Unkel besteht mit Bravour die Überprüfung der fünf Kriterien
Weitere vier Jahre Fairtrade-Town
Unkel. Unkel darf auch weiterhin den Titel „Fairtrade-Town“ tragen. Bei Überprüfung der fünf Kriterien, die Voraussetzung für den Titel sind, hat Unkel bravourös bestanden. Dies bestätigte Fairtrade Deutschland am 7. Januar 2014 Stadtbürgermeister Gerhard Hausen sowie der Lenkungsgruppe. Der Titel „Fairtrade-Town“, den die Stadt seit 2011 tragen darf, wurde jetzt um vier Jahre verlängert.
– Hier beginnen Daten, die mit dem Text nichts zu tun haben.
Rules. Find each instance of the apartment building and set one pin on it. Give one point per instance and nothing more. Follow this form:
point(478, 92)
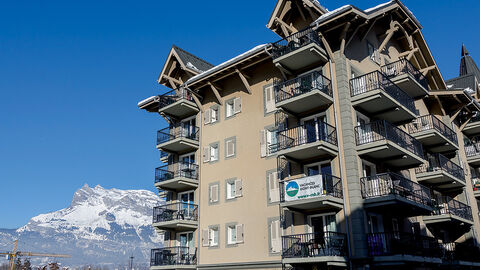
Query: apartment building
point(338, 146)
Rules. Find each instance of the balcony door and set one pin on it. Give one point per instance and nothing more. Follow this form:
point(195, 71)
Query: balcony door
point(364, 130)
point(313, 128)
point(187, 204)
point(189, 127)
point(187, 167)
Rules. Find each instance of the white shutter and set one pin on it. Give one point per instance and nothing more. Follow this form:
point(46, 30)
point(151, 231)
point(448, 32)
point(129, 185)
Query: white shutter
point(239, 231)
point(273, 187)
point(238, 188)
point(205, 238)
point(237, 105)
point(207, 116)
point(275, 236)
point(206, 154)
point(263, 143)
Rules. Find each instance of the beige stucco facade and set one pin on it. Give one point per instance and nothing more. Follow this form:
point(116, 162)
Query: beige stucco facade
point(351, 113)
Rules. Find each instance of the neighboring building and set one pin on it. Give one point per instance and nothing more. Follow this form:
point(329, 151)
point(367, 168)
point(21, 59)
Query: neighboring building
point(339, 146)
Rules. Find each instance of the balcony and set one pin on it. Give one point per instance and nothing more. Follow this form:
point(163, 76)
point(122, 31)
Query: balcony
point(173, 258)
point(472, 151)
point(303, 93)
point(312, 139)
point(178, 176)
point(433, 134)
point(407, 77)
point(178, 104)
point(393, 193)
point(176, 216)
point(450, 215)
point(178, 139)
point(383, 141)
point(299, 51)
point(441, 173)
point(375, 95)
point(317, 192)
point(399, 247)
point(472, 128)
point(326, 247)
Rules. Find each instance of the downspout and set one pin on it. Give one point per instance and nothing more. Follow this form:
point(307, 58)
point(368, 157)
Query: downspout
point(341, 170)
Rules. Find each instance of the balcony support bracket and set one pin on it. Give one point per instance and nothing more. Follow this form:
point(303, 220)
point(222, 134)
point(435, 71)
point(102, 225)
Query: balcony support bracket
point(244, 80)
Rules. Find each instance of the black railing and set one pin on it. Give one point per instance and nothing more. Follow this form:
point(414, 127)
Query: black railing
point(428, 122)
point(307, 133)
point(174, 96)
point(403, 66)
point(314, 245)
point(176, 132)
point(175, 211)
point(438, 162)
point(295, 41)
point(180, 169)
point(400, 243)
point(318, 185)
point(383, 130)
point(445, 205)
point(461, 252)
point(394, 184)
point(378, 81)
point(301, 85)
point(173, 256)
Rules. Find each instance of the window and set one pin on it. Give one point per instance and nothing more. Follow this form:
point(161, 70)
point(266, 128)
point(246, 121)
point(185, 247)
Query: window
point(213, 236)
point(234, 188)
point(230, 147)
point(234, 234)
point(213, 193)
point(373, 53)
point(232, 107)
point(269, 96)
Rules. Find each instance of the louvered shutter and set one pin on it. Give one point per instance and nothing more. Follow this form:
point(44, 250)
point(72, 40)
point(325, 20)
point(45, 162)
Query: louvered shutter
point(237, 105)
point(239, 230)
point(206, 154)
point(205, 238)
point(207, 116)
point(263, 143)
Städtische Einrichtungen, Gastronomie und Gewerbe, Vereine und Kirchengemeinden bieten immer mehr fair gehandelte Waren an. Die Steuerungsgruppe, bestehend aus Vertretern der ZukunftsWerkstatt, Verwaltung, Geschäftswelt, Schulen und Kirchengemeinden aus Unkel setzen sich dafür ein, dass es neben „Fairtrade“-Produkten in jedem Jahr auch informative Veranstaltungen zum Thema fairer Handel gibt.
Bemühungen tragen Früchte
“Wir sind sehr froh, dass unsere Bemühungen im Bereich Fair-Trade in Unkel Früchte tragen und der Titel “Fairtrade-Town“ erneuert werden konnte. Dies ist nicht zuletzt der Aufgeschlossenheit und Bereitschaft von Verwaltung, Geschäftswelt, Kirchen und Vereinen zu verdanken. Das ermuntert, den Gedanken des regionalen, fairen und ökologischen Konsums weiter zu verbreiten“, so die Steuerungsgruppe.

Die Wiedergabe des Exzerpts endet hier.